Ultrasensitive absorption detection of protein and DNA microarrays based on nonlinear multiphoton wave-mixing spectroscopy

Adrian A. Atherton; William G. Tong

doi:10.1117/12.629845

12 October 2005 Ultrasensitive absorption detection of protein and DNA microarrays based on nonlinear multiphoton wave-mixing spectroscopy

Adrian A. Atherton, William G. Tong

Author Affiliations +

Proceedings Volume 5969, Photonic Applications in Biosensing and Imaging; 59690P (2005) https://doi.org/10.1117/12.629845
Event: Photonics North, 2005, Toronto, Canada

Abstract

Ultrasensitive optical absorption detection method based on multi-photon wave-mixing spectroscopy is inherently suitable for biochips, biosensors and microarrays.

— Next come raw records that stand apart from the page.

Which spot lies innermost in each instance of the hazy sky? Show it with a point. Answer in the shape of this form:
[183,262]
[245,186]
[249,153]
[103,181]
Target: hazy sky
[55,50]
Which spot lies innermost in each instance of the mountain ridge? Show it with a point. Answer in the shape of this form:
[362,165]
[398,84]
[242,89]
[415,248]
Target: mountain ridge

Absorption-based wave mixing offers detection sensitivity levels that are comparable or better than those of fluorescence-based methods while using micrometer-thin samples. Wave-mixing methods offer detection of biospecific interactions on antibody or oligonucleotide microarray platforms. Optical absorption measurements of protein and DNA profiles on a glass substrate can be made with excellent reproducibility. The laser probe volume, i.e., the overlap volume of two input laser beams, ranges from nanoliter to picoliter levels. Dynamic gratings created inside the absorbing sample diffract off incoming photons to create the signal beam. Unlike fluorescence methods, wave mixing generates a collimated laser-like signal beam, and hence, signal collection is efficient and convenient. Each microarray spot has a specific antibody or oligonucleotide sequence and wave mixing allows detection of corresponding target molecules with high throughput. Wave mixing also yields intra-spot spatial resolution for profiling individual array spots.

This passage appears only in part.